The world's fastest guilds are conducting four or five different split runs. In doing so, they secure more and more gear for their core members. Assuming Black Temple or Sunwell Plateau opens in an unnerfed state, these guilds will enjoy a massive item level advantage over everyone else.
Consumable Costs
The gap also appears in consumable costs. When your guild wipes repeatedly, each wipe consumes more consumables. Everyone uses food buffs, elixirs, and flasks. These expenses add up significantly. Essentially, each raid attempt takes hundreds of WoW TBC Classic Anniversary gold. As soon as something goes wrong, people immediately leave the group.
Moreover, the most hardcore players never have anyone leave their groups. Therefore, they do not need to replace members during an instance. That is precisely why ordinary raids take so long.
Loot Systems
The soft reserve run system fails to keep players around. There is no mechanism binding players to a soft reserve group.

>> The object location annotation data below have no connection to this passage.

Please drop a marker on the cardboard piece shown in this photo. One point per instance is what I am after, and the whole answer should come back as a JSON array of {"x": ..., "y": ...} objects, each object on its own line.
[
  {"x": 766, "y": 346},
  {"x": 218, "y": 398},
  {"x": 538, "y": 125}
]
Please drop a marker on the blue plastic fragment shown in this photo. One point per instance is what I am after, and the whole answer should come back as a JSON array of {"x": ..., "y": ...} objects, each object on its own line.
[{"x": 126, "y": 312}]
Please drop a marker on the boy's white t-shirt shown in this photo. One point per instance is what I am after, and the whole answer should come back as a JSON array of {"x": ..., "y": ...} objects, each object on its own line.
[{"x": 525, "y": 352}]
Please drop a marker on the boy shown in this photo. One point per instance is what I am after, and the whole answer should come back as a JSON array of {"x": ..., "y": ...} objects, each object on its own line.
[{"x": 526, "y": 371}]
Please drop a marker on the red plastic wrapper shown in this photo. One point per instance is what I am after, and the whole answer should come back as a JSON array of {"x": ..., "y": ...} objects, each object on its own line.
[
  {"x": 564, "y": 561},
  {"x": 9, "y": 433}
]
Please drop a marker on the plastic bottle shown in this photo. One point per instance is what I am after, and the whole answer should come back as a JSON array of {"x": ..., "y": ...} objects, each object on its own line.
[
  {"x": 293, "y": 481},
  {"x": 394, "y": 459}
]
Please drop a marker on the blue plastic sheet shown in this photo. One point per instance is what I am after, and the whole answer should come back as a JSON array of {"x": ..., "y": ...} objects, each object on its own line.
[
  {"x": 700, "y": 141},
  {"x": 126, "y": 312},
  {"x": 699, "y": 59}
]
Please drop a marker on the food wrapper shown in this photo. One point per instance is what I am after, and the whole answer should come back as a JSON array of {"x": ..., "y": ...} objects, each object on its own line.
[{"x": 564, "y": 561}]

They have no incentive to stay; once the item they want does not drop - or does drop - they leave immediately.
In contrast, other loot team such as GDKP, you will never see people leaving. Most players may dislike GDKP, but the current pickup group environment is unnecessarily harsh. If you are currently in a TBC guild, the experience can be quite good. If you are in a pug, however, you are likely facing a 7-hour raid ordeal.
Casual players are forced to do all sorts of things, such as constantly recruiting in trade chat to fill their groups, only to spend an entire evening without defeating a single boss. Meanwhile, other groups keep pulling ahead. They have split runs, and when they merge everyone back into the main team, they will be ten item levels above the average player.
WoW TBC Classic Anniversary has performed reasonably well up through Phase 2, but the official team clearly needs to offer more support to casual players. Otherwise, those players may fall so far behind in progression that they choose to quit.